Cumner's Son and Other South Sea Folk - Part 16
Library

Part 16

"I don't think so," she said thoughtfully, and without excitement.

"No, I don't think so."

"The man's name was Cayley--Cayley," he said to her bluntly.

"How did you know?" she asked, astonished. "You never saw him."

"Oh, yes, I've seen him," was the reply--"seen him often. I knew him once."

"I do not understand you," she rejoined.

"I knew it all along," he continued, "and I've waited for you to tell me."

"How did you know?"

"Cayley told me."

"When did he tell you?"

"The morning that I married you." His voice was thick with misery.

She became white and dazed. "Before--or after?" she asked. He paused a moment, looking steadily at her, and answered, "Before."

She drew back as though she had been struck. "Good G.o.d!" she cried. "Why did he not--" she paused.

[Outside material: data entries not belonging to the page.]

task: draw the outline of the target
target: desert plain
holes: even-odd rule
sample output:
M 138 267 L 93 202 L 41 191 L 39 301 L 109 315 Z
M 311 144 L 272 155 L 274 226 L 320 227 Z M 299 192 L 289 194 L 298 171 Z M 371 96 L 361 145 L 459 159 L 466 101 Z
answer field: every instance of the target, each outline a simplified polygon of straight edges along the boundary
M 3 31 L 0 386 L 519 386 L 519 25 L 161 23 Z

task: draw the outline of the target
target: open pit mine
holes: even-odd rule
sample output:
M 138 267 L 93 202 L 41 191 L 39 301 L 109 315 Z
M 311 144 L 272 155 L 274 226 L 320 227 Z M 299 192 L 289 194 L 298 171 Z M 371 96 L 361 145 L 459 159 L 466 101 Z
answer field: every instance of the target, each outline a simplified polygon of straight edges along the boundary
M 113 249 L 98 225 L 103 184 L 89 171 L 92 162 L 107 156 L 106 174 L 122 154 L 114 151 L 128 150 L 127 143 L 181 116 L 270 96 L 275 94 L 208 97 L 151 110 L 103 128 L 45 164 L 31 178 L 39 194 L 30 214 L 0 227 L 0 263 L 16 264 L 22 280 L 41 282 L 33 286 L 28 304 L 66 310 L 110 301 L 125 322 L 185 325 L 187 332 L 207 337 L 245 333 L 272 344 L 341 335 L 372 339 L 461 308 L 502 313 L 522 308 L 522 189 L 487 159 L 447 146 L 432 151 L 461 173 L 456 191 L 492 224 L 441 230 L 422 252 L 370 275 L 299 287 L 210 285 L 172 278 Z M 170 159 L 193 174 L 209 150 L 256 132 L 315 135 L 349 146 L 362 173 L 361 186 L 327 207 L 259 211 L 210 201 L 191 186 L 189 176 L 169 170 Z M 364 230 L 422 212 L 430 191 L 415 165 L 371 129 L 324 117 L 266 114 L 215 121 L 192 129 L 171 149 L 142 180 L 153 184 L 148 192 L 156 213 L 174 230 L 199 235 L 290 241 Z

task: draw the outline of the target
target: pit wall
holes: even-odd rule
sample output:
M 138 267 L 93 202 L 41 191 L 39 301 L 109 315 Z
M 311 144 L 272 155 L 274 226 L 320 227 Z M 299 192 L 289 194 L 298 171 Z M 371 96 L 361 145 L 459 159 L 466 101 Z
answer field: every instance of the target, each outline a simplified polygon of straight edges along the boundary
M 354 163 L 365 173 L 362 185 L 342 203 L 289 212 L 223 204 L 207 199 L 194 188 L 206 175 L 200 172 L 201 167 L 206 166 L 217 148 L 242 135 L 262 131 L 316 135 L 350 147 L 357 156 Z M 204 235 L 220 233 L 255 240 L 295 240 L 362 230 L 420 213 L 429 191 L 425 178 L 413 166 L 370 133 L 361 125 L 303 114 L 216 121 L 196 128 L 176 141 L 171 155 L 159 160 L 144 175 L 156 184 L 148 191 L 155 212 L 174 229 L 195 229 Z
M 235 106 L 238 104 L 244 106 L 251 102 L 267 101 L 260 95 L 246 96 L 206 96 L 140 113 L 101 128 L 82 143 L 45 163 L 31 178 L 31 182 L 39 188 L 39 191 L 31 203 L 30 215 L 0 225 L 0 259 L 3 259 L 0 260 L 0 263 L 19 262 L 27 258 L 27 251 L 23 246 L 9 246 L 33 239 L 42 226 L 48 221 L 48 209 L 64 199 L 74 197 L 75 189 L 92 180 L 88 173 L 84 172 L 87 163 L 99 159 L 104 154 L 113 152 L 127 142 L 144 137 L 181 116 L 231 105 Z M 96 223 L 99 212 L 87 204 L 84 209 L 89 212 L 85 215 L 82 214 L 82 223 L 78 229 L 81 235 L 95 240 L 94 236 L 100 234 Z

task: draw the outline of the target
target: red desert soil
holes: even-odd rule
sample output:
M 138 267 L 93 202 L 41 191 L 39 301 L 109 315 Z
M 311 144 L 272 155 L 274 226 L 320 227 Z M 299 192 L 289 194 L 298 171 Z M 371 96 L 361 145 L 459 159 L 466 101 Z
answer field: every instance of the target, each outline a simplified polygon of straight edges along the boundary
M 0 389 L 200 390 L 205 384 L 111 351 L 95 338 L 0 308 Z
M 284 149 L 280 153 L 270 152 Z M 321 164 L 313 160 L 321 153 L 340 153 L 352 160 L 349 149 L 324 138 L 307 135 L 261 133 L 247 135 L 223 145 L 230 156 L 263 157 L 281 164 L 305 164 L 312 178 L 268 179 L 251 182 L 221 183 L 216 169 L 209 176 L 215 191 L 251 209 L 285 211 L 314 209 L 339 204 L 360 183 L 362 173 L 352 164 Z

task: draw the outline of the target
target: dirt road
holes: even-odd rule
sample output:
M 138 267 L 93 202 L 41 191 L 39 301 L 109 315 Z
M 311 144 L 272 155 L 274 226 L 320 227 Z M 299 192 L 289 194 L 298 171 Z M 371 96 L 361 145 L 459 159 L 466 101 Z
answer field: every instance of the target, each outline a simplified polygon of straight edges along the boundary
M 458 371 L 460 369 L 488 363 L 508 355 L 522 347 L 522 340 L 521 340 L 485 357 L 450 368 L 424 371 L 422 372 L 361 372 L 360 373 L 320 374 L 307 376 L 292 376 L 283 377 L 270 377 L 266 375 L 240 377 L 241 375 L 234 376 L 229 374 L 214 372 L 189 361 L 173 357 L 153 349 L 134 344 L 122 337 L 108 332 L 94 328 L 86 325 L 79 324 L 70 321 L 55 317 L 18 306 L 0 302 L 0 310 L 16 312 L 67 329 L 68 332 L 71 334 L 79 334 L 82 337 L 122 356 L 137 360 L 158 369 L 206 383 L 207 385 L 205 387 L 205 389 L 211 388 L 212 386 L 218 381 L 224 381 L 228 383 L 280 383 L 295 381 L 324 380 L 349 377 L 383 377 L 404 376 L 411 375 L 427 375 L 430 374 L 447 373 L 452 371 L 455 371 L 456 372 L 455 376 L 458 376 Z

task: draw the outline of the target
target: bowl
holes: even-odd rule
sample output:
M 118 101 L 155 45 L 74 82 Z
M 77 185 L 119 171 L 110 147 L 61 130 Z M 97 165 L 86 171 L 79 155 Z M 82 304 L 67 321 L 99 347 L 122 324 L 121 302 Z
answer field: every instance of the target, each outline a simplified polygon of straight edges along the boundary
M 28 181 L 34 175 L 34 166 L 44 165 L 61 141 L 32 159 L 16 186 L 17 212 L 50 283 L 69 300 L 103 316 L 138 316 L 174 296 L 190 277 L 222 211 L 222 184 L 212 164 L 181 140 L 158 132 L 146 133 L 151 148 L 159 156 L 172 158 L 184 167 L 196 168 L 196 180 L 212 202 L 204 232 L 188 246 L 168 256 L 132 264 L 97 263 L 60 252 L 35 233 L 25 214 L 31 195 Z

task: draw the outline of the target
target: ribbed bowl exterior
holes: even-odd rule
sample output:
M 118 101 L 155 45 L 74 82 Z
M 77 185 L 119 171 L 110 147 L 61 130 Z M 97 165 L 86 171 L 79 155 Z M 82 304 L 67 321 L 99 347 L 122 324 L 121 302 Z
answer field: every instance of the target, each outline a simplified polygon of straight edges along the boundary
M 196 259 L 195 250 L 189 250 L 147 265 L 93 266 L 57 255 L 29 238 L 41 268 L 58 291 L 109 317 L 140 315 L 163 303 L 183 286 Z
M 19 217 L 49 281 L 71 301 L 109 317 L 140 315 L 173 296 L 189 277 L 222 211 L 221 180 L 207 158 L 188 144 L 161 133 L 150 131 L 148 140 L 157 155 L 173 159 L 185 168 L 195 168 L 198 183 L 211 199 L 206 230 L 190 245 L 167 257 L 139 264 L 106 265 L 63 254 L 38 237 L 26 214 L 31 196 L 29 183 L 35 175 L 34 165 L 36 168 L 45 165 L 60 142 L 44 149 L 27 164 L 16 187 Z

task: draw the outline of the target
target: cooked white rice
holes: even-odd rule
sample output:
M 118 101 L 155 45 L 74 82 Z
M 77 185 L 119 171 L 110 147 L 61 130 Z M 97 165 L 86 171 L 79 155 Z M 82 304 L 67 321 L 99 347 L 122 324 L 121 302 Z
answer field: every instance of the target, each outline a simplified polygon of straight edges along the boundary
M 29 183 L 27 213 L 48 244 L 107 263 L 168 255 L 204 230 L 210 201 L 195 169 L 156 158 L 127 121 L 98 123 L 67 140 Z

"Why did he not marry you himself?" he rejoined.

"You must ask him that yourself, if you do not know."

"And yet you married me, knowing all--that he loved me," she gasped.

"I would have married you then, knowing a thousand times that."

She cowered, but presently advanced to him. "You have sinned as much as I," she said. "Do you dare pay the penalty?"

"Do I dare ride with you to the cliff--and beyond?" Her lips framed a reply, but no sound came.

"But we will wait till to-morrow," he said absently.

"Why not to-day?" she painfully asked.

"We will wait till to-morrow," he urged, and his eyes followed the trail of a horseman on the hill.

"Why not while we have courage?" she persisted, as though the suspense hurt her.

"But we will wait till to-morrow, Alice," he again repeated.

"Very well," she answered, with the indifference of despair.

He stood in the doorway and watched a horseman descending into valley.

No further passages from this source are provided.